The interaction between the wellbore and pressure-induced fractures

Abstract

A method based on modeling a crack by a continuous distribution of dislocations has been used to study the interaction between the wellbore and pressure-induced fractures. This method allows the stress intensity factor and opening of the fractures to be calculated as a function of fracture length, in-situ state of stress, fracture pressure and rock properties. It also allows one to determine the wellbore pressure during quasi-static propagation. Two configurations have been considered in this report; a fracture in which acts a pressure equal to the pressure in the hole (hydraulic fracturing using a perfectly penetrating fluid) and a stress free fracture (i.e. sleeve fracturing or hydraulic fracturing using a non penetrating fluid). These two cases give respectively the lower bound and upper bound for the pressure during a micro-hydraulic fracture experiment.
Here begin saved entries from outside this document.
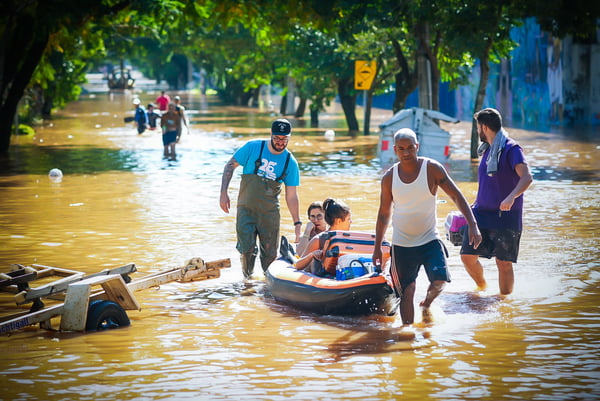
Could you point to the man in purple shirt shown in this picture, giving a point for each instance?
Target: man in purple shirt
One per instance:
(503, 177)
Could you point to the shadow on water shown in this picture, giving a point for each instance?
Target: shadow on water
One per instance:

The pressure behaviour has been found to be strongly dependent on fracture toughness and σ₂ for short cracks, but also on the mode of loading (i.e. pressurized crack vs. stress free crack). The influence of fracture toughness and σ₂ on the opening has been found to increase with fracture length when the fluid pressurizes the crack and to be relatively small during sleeve fracturing. These various behaviours could be used to determine the value of σ₂, σ₃, G/(1-ν) and fracture toughness if the crack opening at the wellbore is measured during a pressure test: the model is efficient enough to be used in an inversion procedure.

The model has also shown that the use of Kirsch's solution to predict breakdown pressure is only valid if the fluid does not penetrate the fracture.